The Bush administration has been drawn into the dispute because it previously had declared it would take on the alternative minimum tax as part of a fundamental overhaul of the tax system. Now, White House officials say the administration is working with Congress to address the AMT issue. The administration also wants to see the dividend and capital gains tax breaks extended.

The minimum tax was created in 1969 to prevent 155 wealthy people from reducing their tax liability through excessive exemptions, credits, and other deductions. Because the tax wasn't indexed for inflation, it increasingly is affecting people with lower incomes. Congress has periodically passed legislation adjusting the tax's scope.

Research Credit
The impasse over final legislation puts at risk other major components of the tax measure, most of them provisions due to expire at the end of this year.

One provision is a research tax credit worth about $5 billion in annually to companies such as Redmond, Washington- based Microsoft Corp., Chicago-based Boeing Co., and Plano, Texas-based Electronic Data Systems Inc.

While the credit has expired and been renewed more than a dozen times in the last couple of decades, companies will have to adjust their accounts if it isn't renewed this year.

Failure to renew the research credit by Jan. 1 will force companies to assume the law has lapsed when they project earnings and liablilities for the coming year, said Ed McClellan, a partner at Alston & Bird LLP and a staff member on the Senate Finance Committee until early this year.
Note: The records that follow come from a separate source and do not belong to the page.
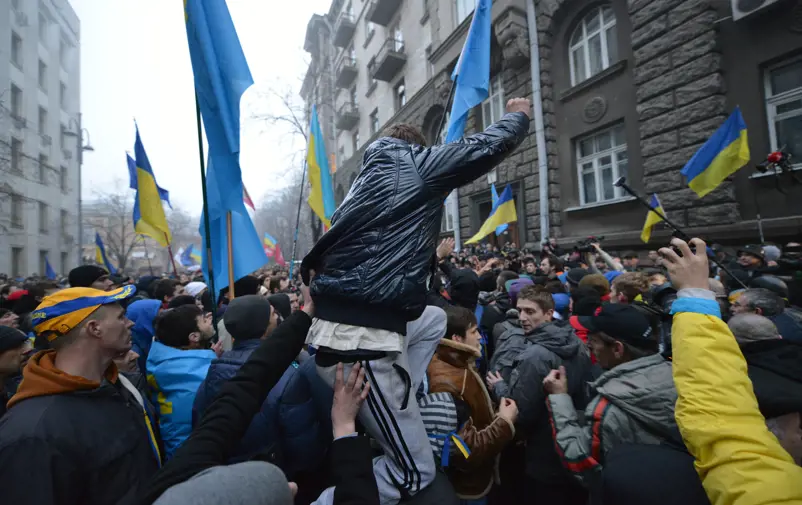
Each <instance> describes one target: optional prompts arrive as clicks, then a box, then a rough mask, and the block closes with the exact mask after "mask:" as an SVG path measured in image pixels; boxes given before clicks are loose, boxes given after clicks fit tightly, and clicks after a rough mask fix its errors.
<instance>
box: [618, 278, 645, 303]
mask: <svg viewBox="0 0 802 505" xmlns="http://www.w3.org/2000/svg"><path fill="white" fill-rule="evenodd" d="M613 287H614V288H615V290H616V292H618V293H621V294H622V295H624V296H626V297H627V300H629V301H630V302H632V301H634V300H635V298H636V297H637V296H638V295H643V294H644V293H646V292H647V291H649V288H650V287H651V286H650V284H649V278H648V277H647V276H646V274H644V273H641V272H627V273H624V274H621V275H619V276H618V277H616V278H615V279H613Z"/></svg>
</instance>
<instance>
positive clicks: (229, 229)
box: [226, 211, 236, 300]
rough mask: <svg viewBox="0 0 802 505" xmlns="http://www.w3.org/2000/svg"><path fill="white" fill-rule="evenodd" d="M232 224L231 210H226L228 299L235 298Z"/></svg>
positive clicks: (233, 259)
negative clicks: (234, 297) (231, 217)
mask: <svg viewBox="0 0 802 505" xmlns="http://www.w3.org/2000/svg"><path fill="white" fill-rule="evenodd" d="M232 234H233V230H232V226H231V211H228V212H226V242H228V299H229V300H233V299H234V297H235V296H236V294H235V293H234V244H233V238H232V236H233V235H232Z"/></svg>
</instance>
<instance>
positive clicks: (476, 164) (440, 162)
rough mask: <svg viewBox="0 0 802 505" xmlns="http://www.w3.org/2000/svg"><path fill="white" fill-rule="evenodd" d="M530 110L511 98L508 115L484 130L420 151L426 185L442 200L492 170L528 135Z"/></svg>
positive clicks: (417, 156) (517, 100)
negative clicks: (435, 193)
mask: <svg viewBox="0 0 802 505" xmlns="http://www.w3.org/2000/svg"><path fill="white" fill-rule="evenodd" d="M530 108H531V103H530V101H529V100H528V99H526V98H513V99H511V100H510V101H509V102H507V114H506V115H505V116H504V117H503V118H501V119H500V120H499V121H498V122H497V123H494V124H492V125H490V126H489V127H488V128H487V129H486V130H485V131H483V132H479V133H475V134H473V135H469V136H467V137H464V138H463V139H461V140H459V141H457V142H451V143H449V144H443V145H437V146H432V147H430V148H428V149H425V150H423V151H422V152H420V153H419V154H418V155H416V157H415V162H416V163H417V164H418V173H419V174H420V176H421V178H422V179H423V180H424V182H425V186H426V187H427V188H429V189H430V190H432V192H434V193H437V194H442V195H443V197H444V198H445V195H446V194H448V192H450V191H451V190H453V189H456V188H458V187H460V186H463V185H465V184H467V183H469V182H471V181H473V180H474V179H476V178H477V177H480V176H482V175H483V174H486V173H487V172H489V171H491V170H493V168H495V167H496V165H498V164H499V163H501V162H502V161H503V160H504V158H506V157H507V156H509V155H510V154H511V153H512V152H513V151H514V150H515V148H516V147H518V145H520V144H521V142H523V141H524V139H525V138H526V135H527V134H528V133H529V110H530Z"/></svg>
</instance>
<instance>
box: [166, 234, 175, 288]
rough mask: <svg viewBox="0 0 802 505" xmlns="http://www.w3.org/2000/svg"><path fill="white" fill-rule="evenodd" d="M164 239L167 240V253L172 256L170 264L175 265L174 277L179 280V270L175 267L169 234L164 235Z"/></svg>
mask: <svg viewBox="0 0 802 505" xmlns="http://www.w3.org/2000/svg"><path fill="white" fill-rule="evenodd" d="M164 238H165V240H167V253H168V254H170V263H172V264H173V275H175V278H176V279H178V269H177V268H176V267H175V258H174V257H173V246H172V245H171V244H170V237H169V236H168V235H167V232H165V233H164Z"/></svg>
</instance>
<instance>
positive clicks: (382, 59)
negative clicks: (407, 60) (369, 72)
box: [368, 38, 407, 82]
mask: <svg viewBox="0 0 802 505" xmlns="http://www.w3.org/2000/svg"><path fill="white" fill-rule="evenodd" d="M406 61H407V55H406V54H405V53H404V41H403V40H399V39H393V38H389V39H387V40H385V41H384V44H382V47H381V48H380V49H379V52H378V53H376V56H375V57H374V58H373V61H371V63H370V64H369V65H368V71H369V72H370V75H371V76H373V78H374V79H377V80H379V81H384V82H389V81H391V80H393V78H394V77H395V76H396V74H398V71H399V70H400V69H401V67H403V66H404V64H405V63H406Z"/></svg>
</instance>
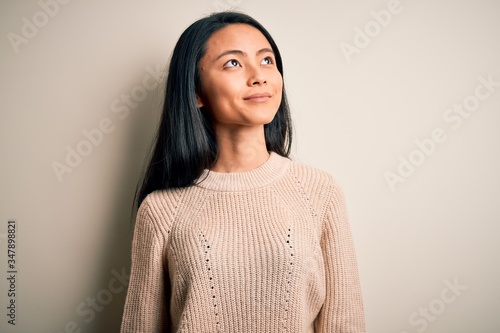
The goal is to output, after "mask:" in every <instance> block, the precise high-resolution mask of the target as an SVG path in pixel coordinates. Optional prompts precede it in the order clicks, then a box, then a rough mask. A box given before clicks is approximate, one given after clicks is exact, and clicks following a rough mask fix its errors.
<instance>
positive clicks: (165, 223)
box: [136, 188, 186, 231]
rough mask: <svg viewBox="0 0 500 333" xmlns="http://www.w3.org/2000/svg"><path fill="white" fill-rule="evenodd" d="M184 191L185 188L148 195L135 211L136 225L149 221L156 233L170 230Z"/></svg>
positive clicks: (176, 189)
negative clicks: (156, 229)
mask: <svg viewBox="0 0 500 333" xmlns="http://www.w3.org/2000/svg"><path fill="white" fill-rule="evenodd" d="M185 191H186V189H185V188H174V189H167V190H156V191H154V192H152V193H150V194H148V195H147V196H146V198H144V200H143V201H142V203H141V204H140V206H139V209H138V210H137V219H136V223H141V222H142V223H146V221H149V224H150V225H151V227H153V228H154V229H157V231H164V230H163V229H170V227H171V225H172V222H173V220H174V219H175V216H176V214H177V210H178V208H179V206H180V203H181V201H182V198H183V196H184V192H185ZM160 229H161V230H160Z"/></svg>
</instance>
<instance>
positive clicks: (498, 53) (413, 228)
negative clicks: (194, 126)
mask: <svg viewBox="0 0 500 333" xmlns="http://www.w3.org/2000/svg"><path fill="white" fill-rule="evenodd" d="M41 3H42V4H43V3H47V4H49V3H52V4H53V3H54V1H51V0H45V1H44V0H42V2H41ZM231 6H236V7H238V8H240V9H241V10H243V11H245V12H246V13H248V14H250V15H252V16H254V17H255V18H256V19H257V20H259V21H260V22H261V23H263V25H264V26H265V27H266V28H267V29H268V30H269V31H270V32H271V34H272V35H273V37H274V38H275V40H276V42H277V44H278V46H279V47H280V50H281V53H282V56H283V61H284V71H285V76H284V78H285V84H286V88H287V93H288V95H289V98H290V102H291V107H292V113H293V118H294V124H295V130H296V131H295V141H294V150H293V158H294V159H295V160H297V161H302V162H305V163H308V164H310V165H313V166H316V167H318V168H322V169H325V170H327V171H329V172H330V173H331V174H333V175H334V176H335V177H336V178H337V179H338V181H339V182H340V183H341V184H342V186H343V188H344V191H345V193H346V197H347V203H348V209H349V215H350V221H351V225H352V230H353V234H354V239H355V243H356V249H357V256H358V261H359V268H360V274H361V282H362V288H363V293H364V294H363V296H364V304H365V311H366V322H367V330H368V331H369V332H384V333H391V332H392V333H403V332H406V333H414V332H429V333H432V332H435V333H443V332H453V333H459V332H460V333H461V332H463V333H470V332H484V333H494V332H500V319H498V318H499V317H498V309H499V308H500V297H499V296H500V287H499V283H498V281H500V269H499V260H498V255H499V253H500V245H499V242H498V238H499V235H500V234H499V232H500V226H499V223H500V202H499V198H500V190H499V187H500V177H499V176H498V172H499V171H498V170H500V150H499V143H500V131H499V125H500V114H499V111H500V85H499V82H500V61H499V59H500V42H499V33H500V2H498V1H493V0H491V1H487V0H481V1H465V0H461V1H457V0H454V1H452V0H442V1H431V0H413V1H411V0H400V2H399V4H397V3H396V2H394V1H386V0H383V1H379V0H377V1H348V0H335V1H319V0H308V1H284V0H282V1H272V2H271V1H263V0H253V1H250V0H220V1H219V0H216V1H213V0H197V1H158V0H146V1H132V0H131V1H117V0H107V1H97V0H93V1H83V0H73V1H68V3H65V4H59V5H58V8H56V7H55V6H54V5H51V7H50V6H49V7H47V8H50V9H45V11H48V12H50V13H49V14H51V15H48V14H47V13H45V12H44V9H43V6H42V5H41V4H40V3H39V2H37V1H33V0H23V1H6V0H2V1H0V32H1V39H0V61H1V62H0V66H1V77H0V156H1V157H0V158H1V161H0V170H1V173H0V241H1V244H0V248H1V251H0V262H1V270H2V271H1V272H0V277H1V281H2V282H1V283H0V303H1V304H0V309H2V310H0V331H2V332H41V333H50V332H52V333H56V332H57V333H58V332H93V333H95V332H117V331H118V330H119V325H120V321H121V314H122V310H123V304H124V300H125V294H126V288H125V287H124V286H123V285H122V284H120V282H119V280H117V279H116V275H120V274H121V273H122V272H123V271H124V270H125V271H126V272H128V271H129V269H130V245H131V244H130V242H131V232H130V209H131V201H132V197H133V192H134V189H135V186H136V183H137V179H138V177H139V175H140V171H141V168H142V166H143V161H144V156H145V154H146V152H147V150H148V148H149V146H150V142H151V138H152V135H153V133H154V131H155V128H156V123H157V121H158V117H159V114H160V109H161V98H162V96H161V95H162V85H163V83H162V84H161V85H159V86H158V87H157V88H156V89H154V90H146V92H147V96H146V97H145V98H144V99H143V100H142V101H140V102H139V103H137V104H131V105H134V107H132V106H130V107H129V111H130V112H129V114H128V115H127V116H126V117H125V116H124V114H123V113H120V112H118V113H116V112H114V111H113V110H116V109H113V105H115V106H116V105H118V104H114V103H120V104H119V105H122V106H123V105H125V104H124V102H123V100H120V98H122V97H124V96H125V98H126V95H127V94H131V93H132V92H134V93H136V94H137V93H140V88H138V87H140V86H141V85H142V84H143V80H144V79H145V78H146V79H147V80H149V81H148V82H149V83H150V84H152V83H154V82H155V81H154V79H152V77H149V78H148V77H147V76H148V75H150V74H148V70H151V69H154V68H155V67H157V66H159V67H160V68H161V69H162V71H163V69H164V68H165V65H166V64H167V62H168V59H169V56H170V54H171V52H172V49H173V46H174V43H175V42H176V40H177V38H178V37H179V35H180V34H181V32H182V31H183V30H184V29H185V28H186V27H187V26H188V25H189V24H190V23H192V22H193V21H195V20H196V19H198V18H200V17H202V16H203V15H206V14H208V13H210V12H213V11H218V10H221V9H229V8H230V7H231ZM388 8H390V9H392V10H393V12H392V13H391V12H390V11H388ZM382 10H385V13H390V18H388V16H387V15H386V16H385V21H384V22H382V23H383V24H382V25H381V24H380V23H377V20H376V19H375V16H377V15H376V14H375V15H374V14H373V13H372V11H374V12H375V13H384V12H381V11H382ZM44 13H45V14H44ZM380 15H382V14H379V16H380ZM382 16H383V15H382ZM379 20H381V19H380V17H379ZM26 22H28V23H26ZM29 24H33V26H34V28H35V29H31V30H30V29H29V28H28V27H26V26H27V25H29ZM35 24H36V25H35ZM37 25H38V26H37ZM383 25H385V26H383ZM358 29H359V30H358ZM360 30H361V31H365V32H364V34H366V33H368V34H369V35H366V36H367V37H366V36H365V37H363V36H361V37H360V33H359V31H360ZM23 33H24V35H23ZM370 35H371V37H370ZM13 36H14V37H13ZM16 36H17V37H16ZM26 36H29V37H26ZM23 38H24V39H23ZM20 40H22V42H19V41H20ZM13 41H17V42H13ZM343 43H344V44H343ZM356 43H357V44H356ZM363 43H364V44H363ZM347 44H349V45H351V47H350V50H351V51H352V50H353V48H354V47H356V45H358V46H359V47H357V51H356V52H355V53H351V54H350V55H349V54H348V53H345V52H343V51H342V47H343V48H344V50H345V49H346V47H347V48H348V47H349V46H346V45H347ZM365 44H366V45H365ZM147 69H148V70H147ZM480 77H482V78H484V79H485V80H488V79H489V80H491V81H493V82H496V86H495V85H493V86H492V87H490V91H489V90H488V88H486V87H480V88H477V87H478V86H479V85H481V80H480ZM476 88H477V89H479V90H476ZM143 91H144V90H143ZM476 91H479V93H480V96H482V99H481V100H479V99H477V98H475V97H471V96H474V94H475V93H476ZM486 95H488V96H487V97H486ZM136 96H137V95H136ZM474 101H478V104H477V105H474V104H473V103H474ZM466 102H467V103H471V104H470V105H469V106H468V108H469V109H474V111H471V112H470V113H469V112H467V113H464V114H466V117H465V118H463V117H462V118H461V119H462V121H461V124H460V126H459V127H458V128H454V127H453V126H454V124H456V123H455V122H458V120H453V121H452V122H450V121H446V120H445V119H444V118H443V116H448V117H450V116H452V115H453V116H454V117H457V115H458V114H457V113H450V112H453V107H454V105H459V104H463V103H466ZM450 108H451V111H449V109H450ZM120 116H121V117H122V118H120ZM106 119H109V120H108V121H109V122H110V124H111V125H110V126H111V127H112V130H110V131H109V133H103V134H102V138H99V136H98V135H97V136H96V139H95V140H96V141H95V142H96V144H93V145H91V146H90V148H89V146H88V145H87V146H86V144H85V143H83V142H84V141H86V140H87V139H86V137H85V135H84V133H83V131H92V130H93V129H95V128H98V126H99V123H100V122H102V121H103V120H104V122H106ZM454 119H456V118H454ZM435 129H438V131H439V129H441V133H442V135H441V138H444V137H445V138H446V139H445V140H444V142H439V143H434V144H432V145H433V147H431V146H432V145H431V144H430V143H429V141H428V140H427V139H429V138H431V137H432V132H433V131H434V130H435ZM93 133H95V132H93ZM98 139H99V140H98ZM415 140H420V142H427V146H425V147H427V149H425V148H420V150H421V151H422V150H427V154H425V152H420V153H419V152H418V150H419V147H418V146H417V144H416V143H415ZM426 140H427V141H426ZM441 141H442V140H441ZM68 147H69V149H78V147H80V149H83V151H85V152H86V153H87V156H83V157H82V158H81V160H80V161H77V162H78V163H77V162H75V161H73V162H74V167H69V166H68V163H67V162H66V161H65V159H66V158H67V156H66V155H67V151H68V150H67V149H68ZM85 148H86V149H87V150H85ZM402 159H405V160H407V161H409V160H411V161H413V162H414V164H419V165H417V166H413V167H408V165H406V168H405V167H404V166H401V163H403V162H401V161H402ZM57 163H60V164H59V165H66V166H67V169H65V171H64V172H63V173H62V174H61V171H60V172H59V177H58V175H57V172H56V171H55V169H54V165H55V164H57ZM406 163H411V162H406ZM403 164H404V163H403ZM398 168H399V169H400V170H399V171H398ZM69 169H71V172H70V171H69ZM388 172H390V173H393V176H394V175H398V177H401V178H399V180H396V181H395V182H394V183H393V184H392V186H391V185H390V184H389V182H388V181H387V179H386V176H387V173H388ZM398 172H403V173H404V172H406V174H404V176H402V175H399V174H398ZM394 179H396V178H394ZM401 180H404V181H401ZM12 218H14V219H16V220H17V224H18V230H17V240H18V243H17V249H16V250H17V268H18V275H17V286H16V288H17V299H16V326H12V325H9V324H8V323H7V320H8V317H7V316H6V314H7V309H6V307H7V305H8V301H9V298H8V297H7V283H6V276H7V273H6V271H7V267H6V262H7V252H6V249H7V238H6V235H7V221H8V220H9V219H12ZM446 281H448V282H446ZM449 284H452V285H453V284H458V285H459V286H460V288H461V289H453V288H452V289H453V290H452V289H450V287H449ZM110 290H112V291H113V292H111V291H110ZM109 296H111V298H110V297H109ZM93 299H94V300H95V302H96V303H95V304H94V305H93V306H94V307H93V306H92V302H93ZM103 303H105V304H103ZM78 309H79V310H80V311H78ZM425 313H427V314H425Z"/></svg>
As a result, companies will have to assume they face higher taxes, which will hurt earnings for the first quarter and reduce profit estimates for the rest of the year, he said.

`A Big Number'
``Depending on the profile of the company, that can be a big number,'' McClellan said.

Other popular breaks in the House measure include extension of a provision that allows Americans to deduct state and local sales taxes paid on their federal tax returns. The break, put back in the law in 2004 after an 18-year hiatus, expires this year.

It particularly helps residents of states that have no income tax such as Tennessee, Texas, Florida, Wyoming, New Hampshire, Alaska, Washington, Nevada, and South Dakota. Under the law, Americans may deduct either income or sales taxes paid to state and local governments.

The House measure approved today also renews a break in the 2003 tax law that allows small businesses to write off the first $100,000 in equipment purchases in their first year of use instead of depreciating the cost over time. That's a $75,000 increase over previous law.

The measure also includes breaks such as a tax credit for companies that hire welfare recipients, a government matching program for low-income Americans who save for retirement and a deduction for teachers who buy their own classroom supplies.